Section 1025 of Dodd-Frank gives the CFPB exclusive authority to examine insured banks, savings associations, and credit unions with total assets of more than $10 billion and their affiliates (“Large Institutions”) for compliance with federal consumer financial laws and primary authority to enforce those laws. For smaller institutions ($10 billion or less) and their affiliates, Section 1026 keeps examination and enforcement authority with the prudential regulators—the OCC, the Fed, the FDIC, and the NCUA.
These four regulators and the CFPB have now issued a joint statement explaining how they will measure total assets for purposes of these two provisions using quarterly reports of condition or “call reports.” While the language of the statement is not entirely clear, it seems that the regulators have chosen call report data from June 30, 2011 as the bright line for determining whether or not an institution qualifies as a Large Institution.
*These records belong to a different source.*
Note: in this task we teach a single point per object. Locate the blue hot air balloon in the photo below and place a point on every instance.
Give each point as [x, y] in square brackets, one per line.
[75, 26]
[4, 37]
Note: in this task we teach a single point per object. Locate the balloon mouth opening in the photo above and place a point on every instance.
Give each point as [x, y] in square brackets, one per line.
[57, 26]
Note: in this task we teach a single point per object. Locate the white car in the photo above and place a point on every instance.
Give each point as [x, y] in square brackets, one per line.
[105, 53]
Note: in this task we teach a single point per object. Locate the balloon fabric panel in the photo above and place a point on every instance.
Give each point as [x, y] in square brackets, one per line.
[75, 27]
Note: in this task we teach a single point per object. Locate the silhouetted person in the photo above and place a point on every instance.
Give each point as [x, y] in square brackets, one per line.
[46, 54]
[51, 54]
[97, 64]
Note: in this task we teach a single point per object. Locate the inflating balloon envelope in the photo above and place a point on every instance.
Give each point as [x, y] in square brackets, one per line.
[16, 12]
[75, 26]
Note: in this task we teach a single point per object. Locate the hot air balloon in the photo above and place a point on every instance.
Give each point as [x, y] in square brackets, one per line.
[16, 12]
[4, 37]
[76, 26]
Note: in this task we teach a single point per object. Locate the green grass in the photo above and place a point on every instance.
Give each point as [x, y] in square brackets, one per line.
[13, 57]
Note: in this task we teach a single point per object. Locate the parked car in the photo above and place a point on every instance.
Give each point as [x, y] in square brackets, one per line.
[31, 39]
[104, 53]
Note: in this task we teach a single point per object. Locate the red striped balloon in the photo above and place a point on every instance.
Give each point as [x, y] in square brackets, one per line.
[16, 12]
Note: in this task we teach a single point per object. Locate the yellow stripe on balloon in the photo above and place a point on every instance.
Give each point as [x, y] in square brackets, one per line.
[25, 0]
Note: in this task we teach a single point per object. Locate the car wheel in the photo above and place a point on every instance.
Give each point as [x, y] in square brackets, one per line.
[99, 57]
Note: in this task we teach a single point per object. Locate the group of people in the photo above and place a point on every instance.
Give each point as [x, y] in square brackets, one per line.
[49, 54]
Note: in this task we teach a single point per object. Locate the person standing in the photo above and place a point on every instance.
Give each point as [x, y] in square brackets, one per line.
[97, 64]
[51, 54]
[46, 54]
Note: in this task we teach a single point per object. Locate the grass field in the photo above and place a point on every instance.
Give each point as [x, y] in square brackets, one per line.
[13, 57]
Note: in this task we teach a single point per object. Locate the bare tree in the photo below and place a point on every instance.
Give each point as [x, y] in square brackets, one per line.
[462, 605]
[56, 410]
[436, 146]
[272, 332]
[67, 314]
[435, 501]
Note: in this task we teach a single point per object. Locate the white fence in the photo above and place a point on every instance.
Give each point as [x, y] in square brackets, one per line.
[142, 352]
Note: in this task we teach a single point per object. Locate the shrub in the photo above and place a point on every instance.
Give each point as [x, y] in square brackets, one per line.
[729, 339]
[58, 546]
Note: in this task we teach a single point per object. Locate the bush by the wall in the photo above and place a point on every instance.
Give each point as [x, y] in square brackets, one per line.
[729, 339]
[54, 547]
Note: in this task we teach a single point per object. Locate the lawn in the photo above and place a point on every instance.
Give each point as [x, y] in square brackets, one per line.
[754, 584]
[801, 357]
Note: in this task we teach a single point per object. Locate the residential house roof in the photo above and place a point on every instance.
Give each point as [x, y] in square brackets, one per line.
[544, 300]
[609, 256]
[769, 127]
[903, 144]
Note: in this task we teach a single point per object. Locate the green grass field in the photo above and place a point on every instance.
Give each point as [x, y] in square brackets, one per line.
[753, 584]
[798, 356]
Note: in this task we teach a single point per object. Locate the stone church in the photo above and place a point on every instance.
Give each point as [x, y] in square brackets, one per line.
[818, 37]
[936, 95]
Initially, a Large Institution will be one that reported more than $10 billion in total assets on its June 30, 2011 call report. After that, an institution will not become a Large Institution unless it has reported more than $10 billion in total assets for four consecutive quarters. Once considered to be a Large Institution, an institution will cease being a Large Institution if it reported $10 billion or less in assets for four consecutive quarters.
The statement also explains that, in the case of a merger or acquisition, the same four consecutive call report test will be applied to each of the constituent entities to ascertain whether the resulting institution is or is not a Large Institution. The regulators chose this call report method because they believe that more frequent periodic determinations of asset size (which could result in sudden shifts in an institution’s primary consumer regulator) would create uncertainty and be unduly disruptive.
We think the approach chosen by the regulators generally appears sensible. However, the apparent decision to use June 30, 2011 call report data to initially identify who is a Large Institution could produce an odd result if an institution that never had more than $10 billion in total assets saw a spike in its assets to more than $10 billion as of June 30. Such an institution would become subject to the CFPB’s examination and enforcement authority and would only revert to the jurisdiction of its traditional prudential regulator when its call reports for four consecutive quarters showed total assets of $10 billion or less.